If I have KBs of data every few seconds, is using Kinesis Firehose with a Lambda function to perform a transformation and using Redshift as the target necessarily better than just doing the same except with S3 instead of Kinesis? I know Kinesis is intended for real-time processing but is there actually a benefit to using it rather than just using S3 and having files dropped into S3 trigger a lambda function for processing and storing into Redshift? They seem equivalent other than that Kinesis is associated with real-time processing while S3 is not.

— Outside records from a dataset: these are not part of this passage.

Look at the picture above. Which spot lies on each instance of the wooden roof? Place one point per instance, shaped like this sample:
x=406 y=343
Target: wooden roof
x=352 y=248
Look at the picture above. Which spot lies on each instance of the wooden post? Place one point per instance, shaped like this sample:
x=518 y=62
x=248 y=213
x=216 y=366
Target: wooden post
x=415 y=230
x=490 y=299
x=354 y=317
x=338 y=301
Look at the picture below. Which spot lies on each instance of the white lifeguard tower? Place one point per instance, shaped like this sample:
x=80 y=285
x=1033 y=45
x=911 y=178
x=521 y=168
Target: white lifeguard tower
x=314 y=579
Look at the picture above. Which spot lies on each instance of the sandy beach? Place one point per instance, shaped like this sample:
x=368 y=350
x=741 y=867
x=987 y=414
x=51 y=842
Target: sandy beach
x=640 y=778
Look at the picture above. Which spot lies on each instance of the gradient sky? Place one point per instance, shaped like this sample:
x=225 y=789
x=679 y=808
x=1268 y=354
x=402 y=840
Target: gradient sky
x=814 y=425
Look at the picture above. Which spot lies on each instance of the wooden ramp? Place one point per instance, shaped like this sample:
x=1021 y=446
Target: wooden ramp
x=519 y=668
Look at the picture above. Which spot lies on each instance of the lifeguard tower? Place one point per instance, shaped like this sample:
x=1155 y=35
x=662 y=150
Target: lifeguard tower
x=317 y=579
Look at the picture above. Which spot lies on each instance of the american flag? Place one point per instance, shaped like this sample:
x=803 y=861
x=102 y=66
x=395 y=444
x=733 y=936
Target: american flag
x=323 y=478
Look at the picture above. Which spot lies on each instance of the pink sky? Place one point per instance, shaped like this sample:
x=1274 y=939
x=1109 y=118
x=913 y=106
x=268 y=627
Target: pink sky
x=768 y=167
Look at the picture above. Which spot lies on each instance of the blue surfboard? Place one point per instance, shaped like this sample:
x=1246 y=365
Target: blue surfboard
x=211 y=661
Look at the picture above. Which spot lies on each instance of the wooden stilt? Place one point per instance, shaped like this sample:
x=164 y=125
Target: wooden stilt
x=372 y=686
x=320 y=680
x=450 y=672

CodePudding user response:
Amazon Kinesis Data Firehose can combine streams of data into fewer, larger objects in Amazon S3 based on size or time. This makes it easier to store in S3 and load into Redshift.
Amazon Redshift performs poorly if you are continually using INSERT
on a few rows of data, compared to using COPY
on a larger set of data (which allows parallel loading too).
Amazon Kinesis Firehose will take care of the full process of receiving data through to inserting it into Redshift. If you want to do it yourself, you'll presumably trigger an AWS Lambda function for each object and you'll need to write code to insert it into Redshift and handle errors. It's really a matter of balancing cost against convenience.
CodePudding user response:
The biggest thing Kinesis Firehose is the Firehose functionality. This part bundles up the Kinesis events into S3 files of reasonably size. Loading many small files into Redshift can be very inefficient. So your Lambda process will also need to bundle into Redshift loadable files significant size.